Section: Scientific Foundations
Models: Development and reduction of models of bacterial regulatory networks
The adaptation of bacteria to changes in their environment is controlled on the molecular level by large and complex interaction networks involving genes, mRNAs, proteins, and metabolites (Figure 2 ). The elucidation of the structure of these networks has much progressed as a result of decades of work in genetics, biochemistry, and molecular biology. Most of the time, however, it is not well understood how the response of a bacterium to a particular environmental stress emerges from the interactions between the molecular components of the network. This has called forth an increasing interest in the mathematical modeling of the dynamics of biological networks, in the context of a broader movement called systems biology.
In theory, it is possible to write down mathematical models of biochemical networks, and study these by means of classical analysis and simulation tools. In practice, this is not easy to achieve though, as quantitative data on kinetic parameters are usually absent for most systems of biological interest. Moreover, the models include a large number of variables, are strongly nonlinear and include different time-scales, which make them difficult to handle both mathematically and computationally. A possible approach to this problem has been to use approximate models that preserve essential dynamical properties of the networks. Different approaches have been proposed in the literature, such as the use of approximations of the typical response functions found in gene and metabolic regulation and the reduction of the model dimension by decomposing the system into fast and slow variables. These reductions and approximations result in simplified models that are easier to analyze mathematically and for which parameter values can be more reliably estimated from the available experimental data.

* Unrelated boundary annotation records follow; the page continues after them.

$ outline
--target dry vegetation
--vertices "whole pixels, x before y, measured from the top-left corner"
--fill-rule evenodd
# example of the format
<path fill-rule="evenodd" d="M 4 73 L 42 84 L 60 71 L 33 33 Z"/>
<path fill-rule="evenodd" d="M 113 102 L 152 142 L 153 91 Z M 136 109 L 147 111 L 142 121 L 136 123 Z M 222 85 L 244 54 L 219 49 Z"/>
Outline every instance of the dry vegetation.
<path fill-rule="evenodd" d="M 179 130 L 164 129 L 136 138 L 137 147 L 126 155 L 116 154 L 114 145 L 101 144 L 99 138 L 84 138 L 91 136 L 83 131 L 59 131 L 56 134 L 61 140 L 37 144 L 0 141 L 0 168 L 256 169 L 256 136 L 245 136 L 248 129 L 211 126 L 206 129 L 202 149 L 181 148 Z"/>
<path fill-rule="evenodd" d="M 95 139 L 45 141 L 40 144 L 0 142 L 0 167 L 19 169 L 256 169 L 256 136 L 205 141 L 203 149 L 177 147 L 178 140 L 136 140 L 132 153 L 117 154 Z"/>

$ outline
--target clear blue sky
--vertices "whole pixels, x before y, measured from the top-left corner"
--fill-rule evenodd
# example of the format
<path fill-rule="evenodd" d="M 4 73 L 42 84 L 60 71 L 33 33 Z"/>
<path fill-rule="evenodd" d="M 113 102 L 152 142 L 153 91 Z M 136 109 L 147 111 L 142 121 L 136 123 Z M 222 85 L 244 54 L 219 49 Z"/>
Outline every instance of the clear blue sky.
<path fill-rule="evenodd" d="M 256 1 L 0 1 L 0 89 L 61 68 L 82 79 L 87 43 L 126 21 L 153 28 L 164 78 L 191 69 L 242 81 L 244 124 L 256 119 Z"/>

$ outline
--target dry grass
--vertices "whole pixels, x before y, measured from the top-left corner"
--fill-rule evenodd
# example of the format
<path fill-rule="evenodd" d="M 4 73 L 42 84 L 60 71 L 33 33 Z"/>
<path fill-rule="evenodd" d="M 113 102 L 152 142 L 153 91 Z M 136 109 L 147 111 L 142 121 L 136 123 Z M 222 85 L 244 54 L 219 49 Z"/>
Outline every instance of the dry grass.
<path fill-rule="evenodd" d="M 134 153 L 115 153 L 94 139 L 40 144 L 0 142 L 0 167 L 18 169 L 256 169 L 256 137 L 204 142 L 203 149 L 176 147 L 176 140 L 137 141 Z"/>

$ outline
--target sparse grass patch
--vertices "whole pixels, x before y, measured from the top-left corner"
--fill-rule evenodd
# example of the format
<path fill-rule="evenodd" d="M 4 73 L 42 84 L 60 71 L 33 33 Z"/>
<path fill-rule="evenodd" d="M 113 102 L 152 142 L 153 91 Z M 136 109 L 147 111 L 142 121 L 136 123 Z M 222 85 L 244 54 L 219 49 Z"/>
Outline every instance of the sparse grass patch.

Model reduction approaches are exploited in IBIS to gain a better understanding of the ability of the E. coli to adapt to a various nutritional and other environmental stresses, such as carbon, phosophate, and nitrogen starvation. We are particularly interested in gaining a better understanding of the role of the so-called global regulators of gene expression in shaping the survival strategies of the bacteria. Moreover, we study the interactions between metabolism and gene expression in the adaptation of E. coli to changes in available carbon sources. These topics are studied in collaboration with the HELIX and COMORE project-teams at INRIA.